Institute - London 1976.

  According to one embodiment of the invention, it is possible to apply carbon black or any similar material on

  the selective coating surface to increase the absorption

  ptivity or absorbance. In addition, to achieve protection against corrosion, an organic coating such as varnish or wax can be applied to the surface without affecting

substantially its emissivity.

  Conventional tinplate is conventionally coated identically or differently on its two faces and each face is characterized in that it consists of three main layers a steel base, tin and its oxides on a outer surface, and between the two an alloy layer whose thickness is generally between 0.05 and 0.2 micron, which is formed during the melting of the tin deposited on the steel as is the case in the

classic manufacture of tinplate.

  The alloy that has been identified as Fe Sn2 has the desired properties of high absorptivity and

  a low emissivity. Experience has shown that these parameters

  most have the following values Absorbtivity: 85 to 95% Emissivity 10 to 20% The values of absorptivity and emissivity for any particular sample of material depend on the surface qualities of the steel constituting the base and the

  conditions of manufacture. it will be understood that the more the

  the steel base is smooth and shiny, the more the

sample is low.

  Various chemical and physical treatments can be used

  to increase the absorptivity, and this in a manner known per se. A particular feature of the present invention is that commercially available tinplate can be used for the manufacture of a solar energy collector, and this at a low price because the tin coating confers on the internal surface a resistance to rust and corrosion, while a collecting surface is formed by appropriate desetamage of the outer surface at desired locations. FIG. 1 shows a preferred embodiment of a selective coating type solar collector.

  which is made from tinplate.

  FIG. 1 shows part of a solar sensor defining a bossed surface 20 defining

  cavities 22 in which circular ducts are housed.

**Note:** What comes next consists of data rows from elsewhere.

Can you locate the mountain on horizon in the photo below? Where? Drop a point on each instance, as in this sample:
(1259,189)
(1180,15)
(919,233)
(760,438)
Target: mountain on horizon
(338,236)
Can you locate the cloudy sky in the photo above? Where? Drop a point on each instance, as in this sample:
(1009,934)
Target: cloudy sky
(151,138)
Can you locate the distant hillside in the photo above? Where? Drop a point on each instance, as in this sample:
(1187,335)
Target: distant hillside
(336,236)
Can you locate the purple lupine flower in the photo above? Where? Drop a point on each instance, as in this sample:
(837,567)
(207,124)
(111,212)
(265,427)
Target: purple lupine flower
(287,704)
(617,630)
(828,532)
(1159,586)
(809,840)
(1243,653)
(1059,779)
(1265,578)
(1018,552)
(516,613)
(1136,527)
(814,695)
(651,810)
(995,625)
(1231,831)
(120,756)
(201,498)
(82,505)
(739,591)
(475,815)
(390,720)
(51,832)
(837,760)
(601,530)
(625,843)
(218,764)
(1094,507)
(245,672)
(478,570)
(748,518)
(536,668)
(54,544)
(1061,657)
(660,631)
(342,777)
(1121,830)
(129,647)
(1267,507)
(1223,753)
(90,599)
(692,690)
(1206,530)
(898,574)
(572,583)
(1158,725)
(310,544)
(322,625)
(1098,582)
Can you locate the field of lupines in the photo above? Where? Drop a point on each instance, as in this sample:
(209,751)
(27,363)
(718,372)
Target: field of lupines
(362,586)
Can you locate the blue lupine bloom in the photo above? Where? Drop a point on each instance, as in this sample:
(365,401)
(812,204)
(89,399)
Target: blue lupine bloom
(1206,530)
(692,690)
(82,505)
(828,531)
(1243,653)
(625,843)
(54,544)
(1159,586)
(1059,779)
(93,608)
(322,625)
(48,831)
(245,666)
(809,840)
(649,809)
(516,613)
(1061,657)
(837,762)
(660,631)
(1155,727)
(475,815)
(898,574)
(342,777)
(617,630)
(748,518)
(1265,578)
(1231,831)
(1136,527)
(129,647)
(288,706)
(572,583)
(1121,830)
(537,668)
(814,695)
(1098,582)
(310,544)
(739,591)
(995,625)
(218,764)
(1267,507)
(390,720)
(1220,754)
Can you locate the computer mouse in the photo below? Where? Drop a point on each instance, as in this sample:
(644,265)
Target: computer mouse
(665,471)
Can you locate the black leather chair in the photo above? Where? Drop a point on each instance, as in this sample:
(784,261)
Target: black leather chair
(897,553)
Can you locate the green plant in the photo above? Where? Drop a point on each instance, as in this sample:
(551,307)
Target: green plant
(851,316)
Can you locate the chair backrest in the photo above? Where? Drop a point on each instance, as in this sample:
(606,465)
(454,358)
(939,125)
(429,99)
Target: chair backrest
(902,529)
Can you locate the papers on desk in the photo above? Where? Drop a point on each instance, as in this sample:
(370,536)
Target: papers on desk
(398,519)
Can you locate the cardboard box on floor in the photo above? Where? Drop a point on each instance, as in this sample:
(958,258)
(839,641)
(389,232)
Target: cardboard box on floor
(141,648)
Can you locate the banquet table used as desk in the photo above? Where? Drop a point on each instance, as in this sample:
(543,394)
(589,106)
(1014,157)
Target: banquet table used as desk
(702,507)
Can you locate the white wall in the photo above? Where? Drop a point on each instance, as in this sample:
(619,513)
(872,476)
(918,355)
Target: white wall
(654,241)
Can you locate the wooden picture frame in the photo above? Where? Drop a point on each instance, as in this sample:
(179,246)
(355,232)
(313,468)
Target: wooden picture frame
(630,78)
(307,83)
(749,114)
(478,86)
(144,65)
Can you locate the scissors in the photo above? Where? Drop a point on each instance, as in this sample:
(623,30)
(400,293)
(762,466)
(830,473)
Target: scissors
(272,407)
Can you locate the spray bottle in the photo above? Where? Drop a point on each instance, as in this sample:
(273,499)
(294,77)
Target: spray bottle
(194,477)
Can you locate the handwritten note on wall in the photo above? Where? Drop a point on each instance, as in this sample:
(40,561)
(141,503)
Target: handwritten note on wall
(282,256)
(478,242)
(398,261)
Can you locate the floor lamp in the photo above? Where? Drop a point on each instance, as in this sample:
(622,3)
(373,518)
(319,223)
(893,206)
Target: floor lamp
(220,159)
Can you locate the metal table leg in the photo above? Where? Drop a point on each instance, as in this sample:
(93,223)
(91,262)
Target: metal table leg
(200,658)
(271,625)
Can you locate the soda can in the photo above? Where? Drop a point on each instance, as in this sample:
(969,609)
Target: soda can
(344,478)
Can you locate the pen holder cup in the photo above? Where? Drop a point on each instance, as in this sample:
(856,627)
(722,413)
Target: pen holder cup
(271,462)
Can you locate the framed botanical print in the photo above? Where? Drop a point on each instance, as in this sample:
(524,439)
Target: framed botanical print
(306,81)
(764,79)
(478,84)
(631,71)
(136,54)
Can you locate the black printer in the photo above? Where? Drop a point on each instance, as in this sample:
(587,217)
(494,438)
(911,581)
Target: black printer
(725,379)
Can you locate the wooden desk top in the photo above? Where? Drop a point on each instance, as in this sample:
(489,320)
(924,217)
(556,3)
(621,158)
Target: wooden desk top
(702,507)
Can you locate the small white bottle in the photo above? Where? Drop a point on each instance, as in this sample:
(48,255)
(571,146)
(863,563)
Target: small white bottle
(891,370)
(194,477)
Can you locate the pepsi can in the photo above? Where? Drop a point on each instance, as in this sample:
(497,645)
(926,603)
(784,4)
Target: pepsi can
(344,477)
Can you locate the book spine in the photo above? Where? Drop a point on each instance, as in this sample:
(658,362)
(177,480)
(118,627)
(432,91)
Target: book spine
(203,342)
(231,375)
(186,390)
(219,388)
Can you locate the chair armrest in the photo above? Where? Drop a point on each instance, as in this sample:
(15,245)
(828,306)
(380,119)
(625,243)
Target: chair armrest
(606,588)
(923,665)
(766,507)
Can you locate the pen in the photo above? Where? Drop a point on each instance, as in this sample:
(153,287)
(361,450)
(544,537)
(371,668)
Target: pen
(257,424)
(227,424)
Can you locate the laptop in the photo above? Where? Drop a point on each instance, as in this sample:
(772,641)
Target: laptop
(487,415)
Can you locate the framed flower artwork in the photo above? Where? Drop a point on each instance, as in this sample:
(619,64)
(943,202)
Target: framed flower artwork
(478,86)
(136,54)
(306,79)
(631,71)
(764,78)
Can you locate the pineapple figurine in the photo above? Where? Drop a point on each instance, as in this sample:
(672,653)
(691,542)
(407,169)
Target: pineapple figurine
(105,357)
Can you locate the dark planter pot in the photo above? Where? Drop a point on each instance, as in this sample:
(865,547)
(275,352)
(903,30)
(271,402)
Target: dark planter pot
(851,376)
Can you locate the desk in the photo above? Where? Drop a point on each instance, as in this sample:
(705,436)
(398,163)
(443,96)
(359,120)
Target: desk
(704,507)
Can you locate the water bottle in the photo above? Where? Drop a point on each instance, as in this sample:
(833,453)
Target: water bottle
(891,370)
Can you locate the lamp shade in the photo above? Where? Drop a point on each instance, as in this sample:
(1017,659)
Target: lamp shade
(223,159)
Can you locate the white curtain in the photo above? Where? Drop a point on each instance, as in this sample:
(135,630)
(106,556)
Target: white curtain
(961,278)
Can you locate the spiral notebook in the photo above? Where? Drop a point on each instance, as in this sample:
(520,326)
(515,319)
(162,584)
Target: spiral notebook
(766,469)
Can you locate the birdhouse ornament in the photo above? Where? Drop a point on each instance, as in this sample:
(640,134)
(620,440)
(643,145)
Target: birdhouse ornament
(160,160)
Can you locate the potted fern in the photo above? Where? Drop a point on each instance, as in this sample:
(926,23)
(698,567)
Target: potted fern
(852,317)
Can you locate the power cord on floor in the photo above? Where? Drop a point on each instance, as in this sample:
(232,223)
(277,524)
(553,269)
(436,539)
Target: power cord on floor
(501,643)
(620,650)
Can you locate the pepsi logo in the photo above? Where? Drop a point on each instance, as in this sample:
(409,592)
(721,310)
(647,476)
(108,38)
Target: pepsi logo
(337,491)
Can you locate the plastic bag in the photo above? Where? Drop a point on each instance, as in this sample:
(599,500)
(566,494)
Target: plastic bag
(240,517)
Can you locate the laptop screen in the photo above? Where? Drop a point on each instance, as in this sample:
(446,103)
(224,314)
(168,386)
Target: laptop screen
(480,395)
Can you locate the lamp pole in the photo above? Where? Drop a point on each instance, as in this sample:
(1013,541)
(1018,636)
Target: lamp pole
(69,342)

  water 24 defining a path in which passes

the water to heat.

  The embodiment of FIG. 2 is similar to that of FIG. 1, except that the ducts 24 are formed of

  integrally with the surface 20.

  By the invention, manufacturing savings can be achieved because of the relatively low cost of tinplate

  trade available on the world market.

Claims (13)

  1. Selective coating for device or apparatus for absorbing solar energy, characterized in that   comprises an alloy of iron and tin.   2. Selective coating according to claim 1, characterized in that the iron-and-tin alloy comprises   a compound of empirical formula FeSn2.   3. Selective coating according to claim 1 or 2, characterized in that it also comprises a substrate steel.   4. Selective coating according to any of   preceding claims, characterized in that it comprises   tinplate from which tin has been removed.   5. Fluid heater using energy   solar system, characterized in that it comprises a collector surface   provided with a selective coating according to conque of claims 1 to 4.   6. Fluid heater using solar energy and characterized in that being made from tinplate, at least a part of its outer surface forms   a selective coating according to any one of the claims 1 to 4.   Heating apparatus according to claim 6,   characterized in that it comprises a solar collector.   Heating apparatus according to claim 6, characterized in that it comprises a heating device   solar which is an integral part.   9. A method of manufacturing a selective coating of iron alloy and tin characterized in that removes the tin of at least a portion of the surface of a tin element. 10. A method of manufacturing a fluid heater using solar energy, characterized in that it comprises the measures of:   make the heater from iron   White; and removing the tin from at least a portion of the surface external of the heater.   11. Fluid heater using energy   solar system, made according to claim 10.   A fluid heating apparatus using solar energy, characterized in that it comprises a collecting surface having a coating according to any one of Claims 1 to 4.   13. A fluid heating apparatus using solar energy, characterized in that it is made from tinplate and at least a part of its surface   external device is treated according to claim 9.